This inspection took place on the 30 and 31 October 2014 and was unannounced.
Home Park Nursing Home provides accommodation for up to 35 older people who require nursing, respite or end of life care. Many of the people being cared for at the home are also living with dementia which means their ability to understand and communicate their needs and wishes is limited. Most people were dependent on the staff to meet all of their care needs. At the time of our inspection, there were 34 people living at the home.
Home Park Nursing Home is an older style house set in large grounds in a rural location in Hampshire. The accommodation is arranged over two floors with a lift available for accessing the first floor. The home has 23 single rooms and six shared rooms.
A registered manager was in post.
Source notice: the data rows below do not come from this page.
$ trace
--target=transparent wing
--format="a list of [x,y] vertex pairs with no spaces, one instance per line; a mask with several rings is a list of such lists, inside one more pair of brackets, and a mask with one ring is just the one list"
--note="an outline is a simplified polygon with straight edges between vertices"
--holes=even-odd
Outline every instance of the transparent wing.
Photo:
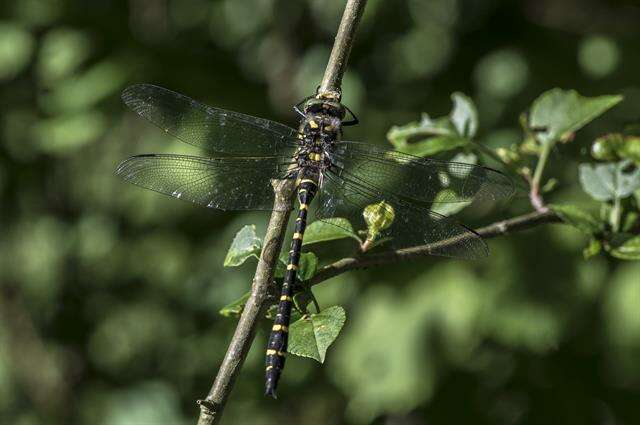
[[137,155],[116,174],[156,192],[220,210],[271,210],[271,179],[285,178],[289,158],[201,158]]
[[216,154],[287,155],[296,147],[297,131],[291,127],[212,108],[151,84],[128,87],[122,93],[122,100],[167,133]]
[[394,219],[377,237],[378,241],[384,241],[382,247],[400,249],[428,244],[432,255],[465,259],[488,255],[488,248],[477,233],[424,205],[362,185],[345,170],[330,169],[323,177],[316,211],[319,219],[342,217],[349,220],[354,230],[365,230],[364,209],[384,202],[384,208]]
[[509,177],[491,168],[420,158],[366,143],[334,145],[332,162],[355,182],[427,204],[498,200],[514,193]]

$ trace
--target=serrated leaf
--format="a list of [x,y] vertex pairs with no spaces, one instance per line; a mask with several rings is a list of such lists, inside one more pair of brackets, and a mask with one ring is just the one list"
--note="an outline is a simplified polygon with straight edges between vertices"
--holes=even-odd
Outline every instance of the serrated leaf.
[[289,326],[289,352],[324,363],[329,346],[340,334],[346,314],[341,306],[332,306],[311,314]]
[[640,260],[640,235],[616,235],[609,253],[621,260]]
[[387,139],[396,150],[416,156],[431,156],[467,146],[470,140],[463,134],[475,134],[477,112],[462,93],[454,93],[452,99],[454,107],[449,116],[432,119],[422,114],[420,121],[392,127]]
[[471,139],[478,131],[478,111],[470,97],[455,92],[451,95],[453,110],[449,115],[458,135]]
[[622,96],[584,97],[575,90],[555,88],[538,97],[531,106],[529,126],[541,143],[556,143],[570,137],[622,100]]
[[575,205],[549,205],[560,219],[587,235],[597,234],[602,225],[591,213]]
[[631,161],[607,164],[580,164],[580,184],[596,201],[626,198],[640,188],[640,168]]
[[251,296],[251,292],[245,293],[243,296],[238,298],[237,300],[227,304],[222,307],[218,313],[223,315],[224,317],[238,317],[242,310],[244,310],[244,305],[247,303],[247,300]]
[[582,256],[585,260],[588,260],[589,258],[598,255],[601,250],[602,243],[596,238],[591,238],[589,240],[589,244],[582,250]]
[[261,250],[262,240],[256,235],[256,226],[244,226],[233,238],[224,266],[237,267],[250,257],[259,258]]
[[360,241],[358,235],[353,231],[349,220],[340,217],[327,218],[316,220],[307,227],[302,245],[311,245],[344,238],[354,238]]

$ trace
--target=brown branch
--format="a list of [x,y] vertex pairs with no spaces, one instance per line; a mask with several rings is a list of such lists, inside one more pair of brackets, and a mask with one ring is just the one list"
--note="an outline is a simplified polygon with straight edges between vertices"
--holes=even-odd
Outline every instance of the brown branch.
[[[506,235],[507,233],[529,229],[541,224],[557,223],[559,221],[560,218],[551,211],[533,212],[493,223],[489,226],[478,229],[477,232],[484,239],[489,239],[496,236]],[[332,277],[338,276],[350,270],[382,266],[386,264],[393,264],[400,261],[424,257],[425,255],[430,255],[436,248],[445,247],[457,242],[458,240],[459,238],[451,238],[428,245],[420,245],[391,252],[371,254],[359,258],[343,258],[320,269],[320,271],[310,280],[310,284],[317,285],[321,282],[324,282],[325,280],[331,279]]]
[[347,0],[340,27],[333,42],[331,56],[329,56],[329,62],[320,84],[320,93],[340,91],[342,76],[347,69],[353,39],[366,4],[367,0]]
[[[366,0],[347,1],[322,79],[321,91],[340,91],[354,34],[365,4]],[[276,194],[274,211],[269,220],[264,246],[253,278],[251,295],[240,315],[236,331],[209,394],[204,400],[198,400],[200,406],[198,425],[214,425],[220,422],[235,380],[251,348],[259,319],[267,306],[268,289],[273,281],[276,261],[291,213],[294,184],[293,180],[283,180],[274,184]]]
[[253,277],[251,295],[242,310],[236,331],[209,394],[204,400],[198,400],[200,405],[198,425],[219,423],[235,380],[251,348],[258,322],[264,316],[269,286],[273,282],[275,264],[280,255],[282,240],[291,214],[294,185],[293,180],[274,182],[273,188],[276,194],[274,210],[269,219],[264,246]]

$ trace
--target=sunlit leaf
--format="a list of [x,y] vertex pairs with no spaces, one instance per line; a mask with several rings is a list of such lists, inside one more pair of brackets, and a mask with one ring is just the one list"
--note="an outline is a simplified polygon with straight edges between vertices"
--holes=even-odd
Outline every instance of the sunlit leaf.
[[580,184],[596,201],[626,198],[640,188],[640,168],[631,161],[580,164]]
[[324,363],[327,349],[340,334],[345,320],[344,309],[332,306],[292,323],[289,327],[289,352]]
[[622,101],[622,96],[583,97],[575,90],[555,88],[538,97],[531,106],[530,128],[541,143],[556,143]]
[[0,80],[20,73],[28,65],[34,47],[29,31],[13,23],[0,22]]
[[473,138],[478,131],[478,111],[471,98],[463,93],[455,92],[451,95],[453,100],[453,110],[451,111],[451,122],[456,128],[458,135],[466,138]]
[[640,164],[640,137],[619,133],[607,134],[593,142],[591,155],[602,161],[630,159]]
[[124,64],[105,60],[82,74],[59,82],[51,93],[42,96],[40,102],[51,113],[92,107],[122,89],[126,70]]
[[602,230],[602,224],[591,213],[576,205],[552,204],[549,208],[558,214],[563,222],[583,233],[593,235]]
[[640,260],[640,235],[616,235],[609,253],[621,260]]
[[41,151],[65,155],[94,142],[106,127],[103,114],[86,111],[41,120],[33,131]]
[[262,240],[256,235],[256,226],[244,226],[233,238],[224,259],[224,266],[237,267],[248,258],[259,258],[261,250]]
[[80,31],[55,28],[48,32],[40,47],[37,72],[45,85],[51,85],[75,72],[90,53],[89,37]]
[[588,260],[598,255],[600,251],[602,251],[602,243],[596,238],[591,238],[589,244],[582,250],[582,256]]

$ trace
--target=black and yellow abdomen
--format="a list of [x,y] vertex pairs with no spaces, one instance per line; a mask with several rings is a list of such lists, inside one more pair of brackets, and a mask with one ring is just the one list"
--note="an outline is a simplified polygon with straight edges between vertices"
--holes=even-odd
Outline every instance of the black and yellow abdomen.
[[269,343],[267,344],[266,360],[266,388],[265,394],[276,397],[276,387],[280,379],[280,373],[284,368],[287,354],[287,342],[289,338],[289,323],[291,321],[291,309],[293,306],[293,286],[296,281],[300,253],[302,251],[302,238],[307,226],[307,213],[309,204],[317,191],[317,184],[310,179],[303,179],[298,184],[298,217],[296,218],[287,270],[282,283],[282,291],[278,303],[278,312],[271,328]]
A registered manager is a person who has registered with the Care Quality Commission to manage the service. Like registered providers, they are ‘registered persons’. Registered persons have a legal responsibility for meeting the requirements in the Health and Social Care Act 2008 and associated Regulations about how the service is run.
Staff deployment required improvement. People were not always adequately supervised and had to wait for support and assistance during key periods of the day such as at mealtimes. Staff did not have the time to provide meaningful interaction with people.
Cleanliness and hygiene standards in the home required improvement. We saw some poor infection control practices which placed people at risk of transferring or acquiring infections.
The management of medicines required improvement. Appropriate arrangements were not in place for checking the expiry date of medicines. We could not be assured that records contained sufficient information to ensure the consistent administration of ‘as required’ medicines to people. Arrangements were not in place to ensure staff had the competency and skills needed to safely administer medicines.
People were not consistently protected from the risk of abuse. A safeguarding incident had not been reported to the local authority safeguarding unit or to the Care Quality Commission (CQC). It was not clear to us that following the incident, the home had put in place a full range of preventative measures to prevent the risk of similar incidents occurring.
Recruitment procedures were in place to ensure that only suitable staff were employed. However these were not fully effective. Appropriate references had not always been obtained and checks had not been made to ensure that applicants were physically and mentally fit for work
The Care Quality Commission (CQC) monitors the operation of the Deprivation of Liberty Safeguards (DoLS) which applies to care homes. The registered manager had not always sought and acted in accordance with relevant guidance where people’s freedom was being restricted.
People were not supported to take part in a comprehensive range of meaningful activities. We observed people spent long periods of time without stimulation or meaningful interaction. We looked in five people’s records and found low numbers of recorded activities.
People did not always receive care which was dignified and respectful. People were not supported to eat their meals in a manner which respected their dignity. Some interactions appeared entirely task focused and we noted that some staff did not readily engage with the people they were supporting.
Improvements were needed in relation to how the provider and registered manager identified, assessed and managed risks relating to the safety of people and of the quality of the service. We identified concerns in a number of areas. These included dignity and respect, protecting people from harm, medicines management, cleanliness and hygiene and the recruitment procedures. These issues had not been identified by the provider or the registered manager before our visit, which showed that there was a lack of robust quality assurance systems in place.
Whilst overall, the care plans and records were of a good standard, there were some aspects that could be improved, for example, none of the records we viewed contained a care plan in relation to the person’s end of life wishes. People living with dementia did not have a detailed care plan which gave staff specific and personalised guidance about how they should meet the person’s care and support needs, although elements of this were contained within people’s other care plans such as their nutrition and hydration plans and their personal care plans.
People’s care plans did not always provide all of the necessary information to ensure staff were able to respond quickly to people’s changing needs.
The programme of training needed to be further developed to ensure that staff continued to receive all of the essential and relevant training required to carry out their roles and responsibilities effectively. For example, Mental Capacity Act and Deprivation of Liberty Safeguards training had yet to be rolled out to all staff.
The provider had policies and procedures in relation to the Mental Capacity Act (MCA) (2005) and a copy of the MCA code of practice was available within the home. Whilst staff had yet to receive formal training on the MCA, they were able to describe some of the basic principles of the Act.
The registered manager had developed effective working relationships with a number of healthcare professionals to ensure that people received co-ordinated care, treatment and support. The records confirmed that guidance and instructions from these professionals were acted upon.
The provider had a complaints procedures which was readily available to people and their relatives. We saw that complaints or concerns were used as an opportunity to learn and improve the care and support provided to people.
Most people living at Home Park Nursing Home were unable to tell us their views about the leadership of the home. One person did tell us they had no complaints about how the home was managed. A relative told us that they felt comfortable talking with the registered manager about any queries or concerns.
Staff told us that the home was well led and that the management team were supportive and approachable and that there was a culture of openness within the home which allowed them to make comments or suggestions about how the service might improve.
We found a number of breaches of the Health and Social Care Act 2008 (Regulated Activities) Regulations 2010. You can see what action we told the provider to take at the back of the full version of this report.